“Naskah penulis pemula lagi?”
Sebuah naskah kembali disodorkan Yance kepadaku pagi itu. Dia tidak mengangguk, tidak pula menggeleng menanggapi pertanyaanku.
“Dari ukuran lamanya dia menulis, jelas dia bukan dikategorikan penulis pemula. Dia sudah senior secara umur, tapi belum pernah menerbitkan buku.”
“Riwayat karyanya bagaimana?”
“Katanya dia lebih sering menulis novel, sesekali menulis cerpen juga, walau tak pernah dimuat di media-media mainstream.”
“Lalu spesialnya apa?” aku mendengus kesal.
Kemarin, saat dalam langkah menuju pulang, Yance berujar dari kejauhan, bahwa esok dia akan menyodorkan kepadaku sebuah naskah yang berpotensi menciptakan kebaruan dalam dunia sastra.
“Ini akan menggemparkan dan menghebohkan,” katanya.
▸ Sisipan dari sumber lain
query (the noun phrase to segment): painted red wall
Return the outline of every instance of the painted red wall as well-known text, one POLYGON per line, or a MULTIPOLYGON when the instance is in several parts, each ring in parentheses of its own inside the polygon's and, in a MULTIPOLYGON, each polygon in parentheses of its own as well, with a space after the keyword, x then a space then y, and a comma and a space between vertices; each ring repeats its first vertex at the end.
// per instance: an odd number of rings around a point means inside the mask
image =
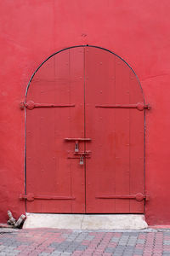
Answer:
POLYGON ((0 2, 0 222, 25 212, 25 117, 19 108, 40 63, 59 49, 93 44, 133 68, 145 100, 145 186, 150 224, 170 224, 169 0, 0 2))

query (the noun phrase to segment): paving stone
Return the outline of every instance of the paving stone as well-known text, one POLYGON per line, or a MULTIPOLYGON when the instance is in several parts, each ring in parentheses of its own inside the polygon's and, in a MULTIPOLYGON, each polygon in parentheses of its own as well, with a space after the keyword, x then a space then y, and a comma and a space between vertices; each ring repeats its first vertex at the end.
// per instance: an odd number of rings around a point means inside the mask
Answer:
POLYGON ((163 244, 170 245, 170 241, 165 240, 165 241, 163 241, 163 244))

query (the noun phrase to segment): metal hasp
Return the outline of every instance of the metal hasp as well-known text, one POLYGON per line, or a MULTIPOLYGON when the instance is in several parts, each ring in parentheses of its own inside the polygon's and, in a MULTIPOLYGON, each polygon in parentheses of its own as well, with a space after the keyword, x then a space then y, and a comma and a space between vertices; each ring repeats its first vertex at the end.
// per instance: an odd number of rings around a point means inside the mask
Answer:
POLYGON ((34 108, 69 108, 69 107, 75 107, 75 104, 42 104, 42 103, 34 103, 33 101, 29 101, 28 102, 20 102, 20 108, 23 109, 27 108, 28 109, 31 110, 34 108))
POLYGON ((137 103, 137 104, 116 104, 116 105, 95 105, 95 108, 137 108, 139 111, 146 109, 150 109, 150 104, 144 105, 144 103, 137 103))
POLYGON ((34 195, 32 193, 27 195, 20 195, 20 199, 26 199, 27 201, 34 201, 35 199, 43 199, 43 200, 75 200, 74 196, 50 196, 50 195, 34 195))
POLYGON ((79 142, 91 142, 91 138, 81 138, 81 137, 66 137, 65 138, 67 142, 75 142, 75 151, 68 152, 68 158, 70 159, 80 159, 80 165, 82 166, 84 164, 84 158, 89 158, 91 151, 79 151, 79 142))
POLYGON ((98 199, 135 199, 138 201, 143 200, 149 201, 150 196, 148 195, 143 195, 142 193, 137 193, 136 195, 98 195, 98 199))

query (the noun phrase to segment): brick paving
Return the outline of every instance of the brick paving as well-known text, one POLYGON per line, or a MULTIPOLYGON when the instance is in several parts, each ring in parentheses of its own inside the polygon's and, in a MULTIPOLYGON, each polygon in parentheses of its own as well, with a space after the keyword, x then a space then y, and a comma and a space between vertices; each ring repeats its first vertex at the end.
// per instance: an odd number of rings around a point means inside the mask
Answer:
POLYGON ((0 255, 170 255, 170 230, 116 232, 0 229, 0 255))

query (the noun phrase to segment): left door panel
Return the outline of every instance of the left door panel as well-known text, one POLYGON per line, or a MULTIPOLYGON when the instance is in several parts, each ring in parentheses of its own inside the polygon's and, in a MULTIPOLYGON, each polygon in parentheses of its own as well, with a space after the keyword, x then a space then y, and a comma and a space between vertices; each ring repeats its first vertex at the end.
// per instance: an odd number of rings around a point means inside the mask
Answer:
POLYGON ((26 201, 28 212, 85 212, 84 166, 68 158, 75 142, 65 140, 84 137, 83 60, 82 47, 54 55, 28 90, 26 102, 35 103, 26 108, 26 195, 33 197, 26 201))

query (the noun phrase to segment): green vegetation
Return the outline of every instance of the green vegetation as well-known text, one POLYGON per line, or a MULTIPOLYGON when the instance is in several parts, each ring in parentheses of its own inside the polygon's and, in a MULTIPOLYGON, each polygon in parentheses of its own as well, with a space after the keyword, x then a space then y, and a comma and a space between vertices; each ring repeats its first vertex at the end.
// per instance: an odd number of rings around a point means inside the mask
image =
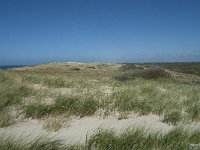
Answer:
POLYGON ((38 137, 32 141, 0 136, 0 150, 64 150, 59 140, 38 137))
POLYGON ((43 84, 49 87, 64 87, 65 81, 62 78, 45 78, 43 84))
POLYGON ((175 128, 167 134, 149 133, 145 129, 132 128, 120 135, 109 130, 100 130, 88 142, 88 149, 98 150, 188 150, 190 144, 200 142, 200 132, 188 133, 182 128, 175 128))
POLYGON ((170 73, 166 72, 162 68, 147 68, 147 69, 127 69, 123 73, 114 76, 114 79, 119 81, 133 80, 136 78, 144 79, 159 79, 170 78, 170 73))
POLYGON ((62 141, 39 137, 32 141, 0 136, 1 150, 188 150, 200 142, 200 132, 188 133, 175 128, 166 134, 149 132, 144 128, 130 128, 116 134, 112 130, 98 130, 85 145, 64 145, 62 141))
MULTIPOLYGON (((105 116, 118 112, 119 120, 135 113, 158 115, 161 121, 173 126, 199 123, 199 63, 188 70, 192 65, 49 63, 2 70, 0 127, 16 122, 16 109, 24 115, 22 120, 45 120, 43 128, 50 132, 59 130, 64 118, 90 116, 99 110, 105 116)), ((0 149, 184 150, 190 144, 200 143, 199 139, 199 131, 182 128, 167 134, 134 128, 121 134, 100 130, 88 137, 84 146, 64 146, 60 141, 45 138, 26 144, 22 139, 0 137, 0 149)))
POLYGON ((75 114, 81 117, 92 115, 98 108, 98 103, 91 97, 81 99, 78 96, 59 96, 55 103, 44 105, 32 103, 25 106, 26 117, 41 118, 47 115, 75 114))

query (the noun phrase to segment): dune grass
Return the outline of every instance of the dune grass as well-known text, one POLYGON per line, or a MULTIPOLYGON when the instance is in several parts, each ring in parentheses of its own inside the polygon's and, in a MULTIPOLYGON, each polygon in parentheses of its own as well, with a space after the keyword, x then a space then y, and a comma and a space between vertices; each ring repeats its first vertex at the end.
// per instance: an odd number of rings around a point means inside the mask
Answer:
POLYGON ((88 137, 84 145, 66 145, 60 140, 47 137, 28 141, 0 136, 1 150, 188 150, 198 143, 199 131, 187 132, 181 127, 174 128, 166 134, 135 127, 120 134, 113 130, 99 129, 88 137))
POLYGON ((121 134, 112 130, 99 130, 88 141, 88 149, 98 150, 188 150, 190 144, 200 142, 200 132, 188 133, 175 128, 166 134, 150 133, 143 128, 127 129, 121 134))
MULTIPOLYGON (((94 115, 98 109, 107 115, 120 113, 155 114, 164 123, 178 126, 184 121, 200 121, 200 85, 177 81, 169 71, 147 65, 50 63, 27 70, 0 71, 0 127, 15 122, 11 107, 19 107, 26 117, 44 119, 61 115, 80 117, 94 115), (79 69, 76 69, 79 68, 79 69), (33 84, 43 88, 32 89, 33 84), (71 93, 59 93, 62 90, 71 93), (55 91, 56 92, 55 92, 55 91), (29 98, 23 103, 24 98, 29 98), (43 103, 44 98, 53 102, 43 103), (37 99, 37 101, 33 101, 37 99), (32 100, 32 101, 31 101, 32 100)), ((183 68, 182 68, 183 69, 183 68)), ((196 74, 196 73, 195 73, 196 74)), ((44 128, 57 131, 63 119, 49 120, 44 128)), ((130 129, 122 134, 101 130, 87 139, 84 146, 64 146, 60 141, 42 139, 28 145, 23 140, 0 137, 0 149, 189 149, 200 143, 199 131, 176 128, 167 134, 130 129), (38 142, 36 142, 38 141, 38 142), (40 147, 42 145, 42 148, 40 147)))
POLYGON ((84 117, 94 114, 97 108, 98 102, 92 97, 82 99, 78 96, 59 96, 51 105, 32 103, 25 106, 24 110, 26 117, 32 118, 63 113, 84 117))

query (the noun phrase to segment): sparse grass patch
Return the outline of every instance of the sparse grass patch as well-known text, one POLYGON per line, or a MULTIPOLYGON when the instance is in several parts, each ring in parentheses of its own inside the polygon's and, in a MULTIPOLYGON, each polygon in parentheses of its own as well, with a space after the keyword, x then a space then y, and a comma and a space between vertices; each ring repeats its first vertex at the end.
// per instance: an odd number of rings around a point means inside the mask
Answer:
POLYGON ((0 88, 0 108, 18 104, 23 97, 30 95, 32 90, 25 84, 7 83, 0 88))
POLYGON ((98 108, 98 103, 92 98, 81 99, 78 96, 59 96, 55 103, 45 105, 32 103, 25 106, 26 117, 41 118, 47 115, 59 115, 63 113, 79 115, 81 117, 92 115, 98 108))
POLYGON ((154 67, 147 69, 127 70, 124 71, 123 73, 116 74, 114 76, 114 79, 119 81, 127 81, 136 78, 144 78, 144 79, 171 78, 171 75, 162 68, 154 67))
POLYGON ((65 117, 67 116, 52 116, 47 118, 43 124, 43 129, 50 132, 58 131, 63 126, 64 121, 66 121, 65 117))
POLYGON ((66 150, 66 147, 60 140, 47 137, 38 137, 28 141, 0 135, 0 150, 66 150))
POLYGON ((10 114, 9 108, 3 108, 0 110, 0 128, 12 125, 14 119, 10 114))
POLYGON ((48 87, 65 87, 65 80, 62 78, 44 78, 43 84, 48 87))
POLYGON ((177 125, 177 123, 179 121, 181 121, 182 116, 181 116, 181 112, 179 111, 170 111, 170 112, 166 112, 164 114, 164 119, 163 122, 172 124, 172 125, 177 125))
POLYGON ((98 102, 93 98, 87 98, 79 104, 79 113, 81 117, 89 116, 97 111, 98 102))
POLYGON ((41 103, 32 103, 26 105, 24 108, 24 112, 26 117, 32 118, 41 118, 43 116, 49 115, 52 113, 52 106, 51 105, 44 105, 41 103))
POLYGON ((200 132, 188 133, 182 128, 161 133, 150 133, 142 128, 131 128, 121 134, 111 130, 99 130, 88 140, 88 149, 98 150, 188 150, 190 144, 199 143, 200 132))
POLYGON ((28 76, 24 76, 22 78, 22 82, 31 82, 31 83, 34 83, 34 84, 39 84, 41 82, 42 79, 40 79, 39 77, 37 76, 33 76, 33 75, 28 75, 28 76))

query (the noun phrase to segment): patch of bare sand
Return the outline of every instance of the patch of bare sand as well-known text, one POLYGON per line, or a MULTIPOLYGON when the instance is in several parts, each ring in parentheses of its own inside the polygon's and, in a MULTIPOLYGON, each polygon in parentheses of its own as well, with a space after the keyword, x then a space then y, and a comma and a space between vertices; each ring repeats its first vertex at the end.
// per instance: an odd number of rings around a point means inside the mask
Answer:
POLYGON ((14 137, 34 138, 41 135, 48 135, 63 140, 66 144, 84 143, 86 136, 90 136, 99 128, 113 129, 121 132, 128 127, 145 127, 150 131, 167 132, 174 126, 169 126, 160 121, 156 115, 136 116, 128 119, 118 120, 116 117, 108 116, 105 119, 99 117, 74 118, 69 127, 61 128, 57 132, 48 133, 43 129, 44 121, 27 120, 7 128, 1 128, 0 134, 14 137))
Kedengarannya menggiurkan. Lantas, aku mengira-ngira sepanjang malam, naskah siapa dan serupa apa yang kiranya akan aku tangani. Aku menebak sederet nama novelis papan atas yang dalam pandanganku memenuhi syarat seperti yang disampaikan Yance. Perkiraanku, Hamdan Hotari tak mungkin menerbitkan novel, sebab baru meluncurkan karya terbarunya bulan lalu. Kalau si Yojowi Koto rasanya juga belum akan mau menerbitkan buku lagi, kabarnya dia baru saja kembali dari menyelesaikan riset di daerah terpencil untuk keperluan novel terbarunya nanti, mustahil dia mampu menuliskannya secepat itu.
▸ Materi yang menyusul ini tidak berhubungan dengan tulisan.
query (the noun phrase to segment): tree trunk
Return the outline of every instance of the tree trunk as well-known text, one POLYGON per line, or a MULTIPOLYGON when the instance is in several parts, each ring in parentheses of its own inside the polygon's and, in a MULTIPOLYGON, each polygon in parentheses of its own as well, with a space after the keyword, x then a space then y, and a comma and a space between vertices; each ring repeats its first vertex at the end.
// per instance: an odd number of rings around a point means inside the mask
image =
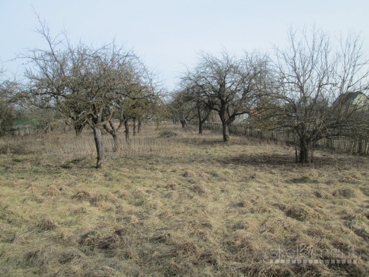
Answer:
POLYGON ((80 123, 76 123, 75 124, 75 130, 76 131, 76 136, 77 137, 81 137, 81 135, 82 134, 82 131, 83 131, 84 125, 80 123))
POLYGON ((124 127, 126 128, 126 140, 128 141, 129 140, 129 125, 128 121, 127 120, 124 121, 124 127))
POLYGON ((141 131, 141 123, 142 122, 141 120, 138 120, 138 127, 137 128, 137 132, 139 133, 140 131, 141 131))
POLYGON ((136 119, 133 119, 133 135, 136 135, 136 119))
POLYGON ((305 137, 301 138, 300 144, 300 162, 302 163, 308 163, 309 162, 309 147, 306 138, 305 137))
POLYGON ((186 126, 187 126, 187 122, 184 119, 181 119, 180 123, 182 124, 182 128, 186 128, 186 126))
POLYGON ((96 147, 97 152, 97 162, 96 163, 96 168, 102 167, 102 162, 105 159, 105 152, 104 151, 104 145, 102 144, 101 138, 101 130, 98 127, 95 126, 92 128, 94 130, 94 140, 95 145, 96 147))
POLYGON ((203 130, 202 121, 201 121, 201 120, 199 120, 199 133, 200 134, 202 134, 202 130, 203 130))
POLYGON ((229 132, 228 131, 228 126, 226 122, 222 122, 223 129, 223 141, 228 142, 229 141, 229 132))

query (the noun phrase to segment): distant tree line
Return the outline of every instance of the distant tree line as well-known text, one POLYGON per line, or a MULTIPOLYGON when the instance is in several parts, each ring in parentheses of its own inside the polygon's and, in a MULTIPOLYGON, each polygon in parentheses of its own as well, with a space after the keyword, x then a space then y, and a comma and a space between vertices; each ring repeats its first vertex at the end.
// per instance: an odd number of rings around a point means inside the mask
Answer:
POLYGON ((133 50, 115 41, 73 45, 65 32, 53 38, 40 22, 37 31, 48 47, 20 55, 28 62, 24 78, 11 79, 0 70, 0 135, 21 117, 44 130, 69 125, 77 136, 89 126, 97 168, 104 159, 102 130, 118 150, 121 128, 128 140, 130 121, 134 135, 153 117, 171 117, 183 127, 196 119, 201 134, 216 113, 227 142, 231 125, 247 114, 254 128, 293 137, 302 163, 313 161, 320 140, 369 135, 369 60, 352 31, 332 40, 315 26, 290 28, 287 45, 271 54, 201 52, 168 98, 158 75, 133 50))
POLYGON ((183 123, 196 118, 201 133, 215 112, 227 142, 231 124, 247 114, 255 128, 293 137, 301 163, 313 161, 314 146, 322 138, 368 138, 369 61, 359 37, 351 31, 332 41, 312 26, 290 28, 288 42, 275 46, 273 54, 201 52, 196 65, 180 76, 172 116, 183 123))

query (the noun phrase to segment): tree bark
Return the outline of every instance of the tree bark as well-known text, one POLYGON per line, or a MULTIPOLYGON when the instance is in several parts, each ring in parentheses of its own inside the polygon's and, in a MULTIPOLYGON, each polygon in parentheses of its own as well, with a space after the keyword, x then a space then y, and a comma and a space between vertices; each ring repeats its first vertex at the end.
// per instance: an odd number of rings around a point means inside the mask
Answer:
POLYGON ((139 133, 140 131, 141 131, 141 124, 142 123, 142 121, 141 120, 138 120, 138 127, 137 129, 137 132, 139 133))
POLYGON ((222 122, 222 126, 223 130, 223 141, 228 142, 229 141, 229 132, 228 131, 228 126, 226 122, 222 122))
POLYGON ((136 119, 133 119, 133 135, 136 135, 136 119))
POLYGON ((309 159, 309 148, 306 137, 303 136, 300 138, 300 162, 302 163, 308 163, 309 159))
POLYGON ((82 124, 76 123, 75 124, 75 130, 76 131, 76 136, 77 137, 81 137, 81 135, 82 134, 82 131, 83 131, 83 127, 84 125, 82 124))
POLYGON ((186 121, 184 119, 181 119, 180 123, 182 124, 182 128, 186 128, 187 126, 187 122, 186 122, 186 121))
POLYGON ((124 120, 124 127, 126 128, 126 140, 129 140, 129 125, 128 124, 128 120, 126 119, 124 120))
POLYGON ((94 131, 94 140, 95 140, 95 145, 97 152, 96 168, 101 168, 102 167, 102 162, 104 161, 105 159, 104 145, 102 143, 102 139, 101 138, 101 130, 96 126, 92 127, 92 129, 94 131))

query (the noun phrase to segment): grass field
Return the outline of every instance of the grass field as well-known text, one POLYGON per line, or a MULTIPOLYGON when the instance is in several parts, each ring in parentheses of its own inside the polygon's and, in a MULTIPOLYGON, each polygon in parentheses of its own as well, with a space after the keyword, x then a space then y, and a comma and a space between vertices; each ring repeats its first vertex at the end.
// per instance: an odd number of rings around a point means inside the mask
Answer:
POLYGON ((3 138, 0 275, 367 276, 367 156, 167 128, 3 138))

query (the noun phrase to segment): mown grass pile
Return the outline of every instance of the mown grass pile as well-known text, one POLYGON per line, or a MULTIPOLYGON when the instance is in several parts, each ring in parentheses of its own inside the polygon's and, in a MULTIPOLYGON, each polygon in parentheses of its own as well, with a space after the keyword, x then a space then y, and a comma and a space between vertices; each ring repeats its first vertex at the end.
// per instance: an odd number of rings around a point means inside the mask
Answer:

Kecenderunganku tertuju pada Ake Nuwainur. Itu tentu bukan tanpa alasan, Ake Nuwainur sudah terbilang lama tidak menerbitkan novel baru. Walau selama ini, karyanya yang memang telah mendunia selalu dibincangkan. Rasanya, membayangkan menjadi bagian dari buku seorang penulis yang telah meraup berbagai penghargaan internasional saja susah membuat dadaku bungah. Ditambah lagi, sudah sangat lama rasanya aku tak menyunting karya-karya bagus. Tepatnya sudah hampir lima tahun. Setelah bukunya Hamu Nakhwi yang akhirnya masuk dalam daftar pendek Kusala Sastra Khatulistiwa, aku praktis lebih menghabiskan waktu dengan mengedit penulis pemula yang bahkan tak paham memulai cerita dengan benar, karya yang lebih mirip dengan racauan, atau curhatan.
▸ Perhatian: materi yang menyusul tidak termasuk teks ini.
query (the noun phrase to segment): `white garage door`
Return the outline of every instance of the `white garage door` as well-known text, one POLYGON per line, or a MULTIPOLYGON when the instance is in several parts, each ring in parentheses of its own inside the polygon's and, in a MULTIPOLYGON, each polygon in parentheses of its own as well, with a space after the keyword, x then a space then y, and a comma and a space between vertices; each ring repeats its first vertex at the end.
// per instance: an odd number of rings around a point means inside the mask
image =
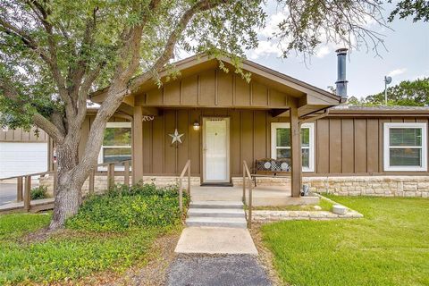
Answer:
POLYGON ((47 143, 0 142, 0 178, 47 170, 47 143))

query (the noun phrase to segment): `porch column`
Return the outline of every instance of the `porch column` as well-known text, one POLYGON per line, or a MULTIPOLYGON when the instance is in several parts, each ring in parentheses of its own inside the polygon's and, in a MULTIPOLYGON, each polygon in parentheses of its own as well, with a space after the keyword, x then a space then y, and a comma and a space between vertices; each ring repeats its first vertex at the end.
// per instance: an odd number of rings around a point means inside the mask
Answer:
POLYGON ((291 194, 293 198, 301 195, 302 183, 302 150, 301 150, 301 127, 298 122, 298 107, 290 109, 290 166, 291 171, 291 194))
POLYGON ((134 106, 132 116, 132 183, 143 180, 143 112, 134 106))

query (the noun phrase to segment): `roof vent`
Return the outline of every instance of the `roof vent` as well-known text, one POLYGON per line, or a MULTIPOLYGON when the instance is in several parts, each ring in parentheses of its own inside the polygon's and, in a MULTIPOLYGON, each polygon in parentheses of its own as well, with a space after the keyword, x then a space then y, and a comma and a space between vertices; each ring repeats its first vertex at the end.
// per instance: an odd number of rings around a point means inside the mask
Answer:
POLYGON ((337 86, 337 96, 341 97, 343 98, 347 98, 347 83, 349 81, 346 80, 346 55, 347 55, 348 49, 339 48, 335 51, 337 53, 337 81, 335 84, 337 86))

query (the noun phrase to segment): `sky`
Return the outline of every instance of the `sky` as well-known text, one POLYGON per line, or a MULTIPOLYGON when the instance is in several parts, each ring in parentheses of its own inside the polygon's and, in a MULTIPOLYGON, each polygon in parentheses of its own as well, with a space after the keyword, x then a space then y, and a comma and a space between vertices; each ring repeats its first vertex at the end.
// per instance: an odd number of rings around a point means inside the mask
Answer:
MULTIPOLYGON (((386 4, 383 7, 387 18, 394 4, 386 4)), ((272 2, 269 2, 266 12, 267 25, 258 32, 259 46, 248 51, 248 58, 324 89, 334 86, 337 76, 335 49, 341 46, 321 45, 316 55, 307 61, 294 53, 286 59, 281 58, 277 45, 266 40, 266 37, 275 29, 282 14, 272 2)), ((383 91, 386 75, 392 78, 391 86, 406 80, 429 77, 429 22, 396 18, 388 25, 391 29, 368 24, 372 29, 384 35, 387 49, 380 48, 380 55, 372 50, 366 51, 366 47, 349 54, 349 97, 363 97, 383 91)))

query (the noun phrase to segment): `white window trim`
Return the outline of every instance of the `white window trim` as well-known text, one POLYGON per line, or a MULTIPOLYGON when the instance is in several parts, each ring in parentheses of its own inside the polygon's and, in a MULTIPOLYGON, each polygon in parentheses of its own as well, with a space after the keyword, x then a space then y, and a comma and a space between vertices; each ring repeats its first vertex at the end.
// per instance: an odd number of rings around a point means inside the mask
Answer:
MULTIPOLYGON (((278 128, 290 128, 290 124, 289 122, 272 122, 271 123, 271 157, 273 159, 277 159, 276 149, 276 129, 278 128)), ((302 128, 309 129, 309 146, 308 146, 308 167, 302 167, 302 172, 315 172, 315 123, 304 123, 301 125, 302 128)), ((281 147, 282 148, 282 147, 281 147)), ((289 149, 290 147, 282 147, 289 149)))
MULTIPOLYGON (((427 124, 423 122, 385 122, 383 124, 383 164, 384 171, 427 171, 427 124), (391 128, 420 128, 422 130, 422 164, 420 166, 391 166, 391 138, 389 130, 391 128)), ((412 147, 416 148, 416 147, 412 147)))
MULTIPOLYGON (((107 122, 107 124, 105 125, 105 128, 131 128, 131 122, 107 122)), ((132 139, 131 139, 132 140, 132 139)), ((132 141, 131 141, 131 145, 130 145, 130 147, 128 146, 101 146, 101 148, 100 148, 100 152, 98 152, 98 164, 103 164, 103 148, 104 147, 107 147, 107 148, 131 148, 131 151, 132 151, 132 141)), ((106 171, 107 170, 107 167, 106 166, 101 166, 101 167, 98 167, 98 171, 106 171)), ((117 171, 123 171, 123 166, 116 166, 115 167, 115 170, 117 171)))

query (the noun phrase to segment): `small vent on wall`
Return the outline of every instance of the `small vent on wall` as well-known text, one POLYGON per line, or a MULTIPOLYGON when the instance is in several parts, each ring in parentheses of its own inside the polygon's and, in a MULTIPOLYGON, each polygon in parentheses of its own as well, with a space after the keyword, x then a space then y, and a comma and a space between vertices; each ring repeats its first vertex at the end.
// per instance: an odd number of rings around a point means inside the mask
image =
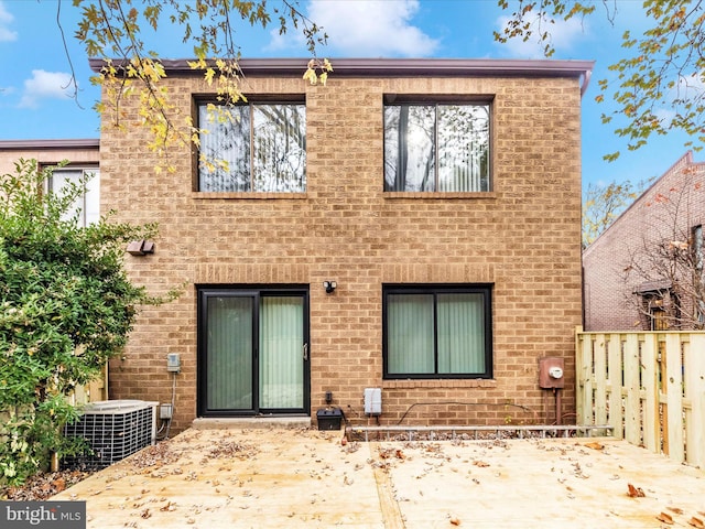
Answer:
POLYGON ((93 455, 66 457, 66 467, 105 468, 156 440, 159 402, 106 400, 86 407, 82 418, 64 427, 64 435, 84 438, 93 455))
Dan pagi ini, aku pantas kesal setengah mati. Alih-alih sesuai ekspetasi, Yance malah memberiku sebuah naskah yang ditulis oleh seorang kakek berusia lebih delapan puluh tahun, dengan pengalaman yang tampak tak ada istimewa.
“Bukannya selama ini kau selalu menggerutu jika disodori naskah penulis pemula? Nah, ini kesempatanmu untuk menilai penulis senior.” Yance coba membela diri.
“Senior apaan?!” Aku jelas protes, “Kau lihat biodatanya.” Aku menunjuk-nunjuk halaman terakhir naskah itu yang menerangkan secara singkat tentang penulis yang dimaksud. “Bahkan dia belum pernah menerbitkan satu buku pun sepanjang usianya yang sudah pantas bercucu lima itu. Seharusnya pada usia segitu, dia sudah jadi maestro. Bukan malah berkutat dengan naskah pertama. Apa yang mesti dibanggakan?”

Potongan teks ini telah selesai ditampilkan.